Next week, the Uniform Law Commission (ULC), a nonpartisan, nonprofit organization dedicated to researching, drafting, and promoting the enactment of uniform state laws, will vote on whether to adopt a piece of model legislation called the Employee and Student Online Privacy Protection Act (ESOPPA). The vote is important because ULC is widely respected and circulates its draft legislation to legislators across the country.
ESOPPA is designed to prevent employers and colleges from demanding access to their employees’ or students’ private email and social media accounts. FIRE has supported state and federal legislation with that goal in mind, but we have serious concerns about aspects of ESOPPA that would undermine the bill’s intent. As we explained today in a letter to the ULC, the proposed model legislation’s exceptions are so broad that they may negate the laudable intention of the legislation.

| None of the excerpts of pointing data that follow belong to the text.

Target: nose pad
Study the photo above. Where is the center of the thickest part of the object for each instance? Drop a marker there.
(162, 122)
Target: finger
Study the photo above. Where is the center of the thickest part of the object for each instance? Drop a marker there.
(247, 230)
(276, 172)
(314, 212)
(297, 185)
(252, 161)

For example, the model legislation would give public educational institutions the authority to require students to grant administrators access to their protected personal online accounts (accounts that the owner has restricted viewing access only to people whom they have given permission) for the purpose of “ensuring compliance, or investigating non-compliance, with federal or state law or an educational institution policy.” This very broad exception likely does not comply with the Fourth and Fifth Amendments to the U.S. Constitution. As we explained in our letter, “[t]he Supreme Court of the United States acknowledged in Riley v. California, 134 S. Ct. 2473 (2014), that searches of electronic devices and communications are particularly intrusive, and thus must comply with the Constitution, because of the vast amount of personal information contained in those mediums.”
For this and other reasons articulated in our letter, we have urged the ULC to reject its current draft of ESOPPA and work with us to fix the problems presented in the bill. As always, we are available and eager to help.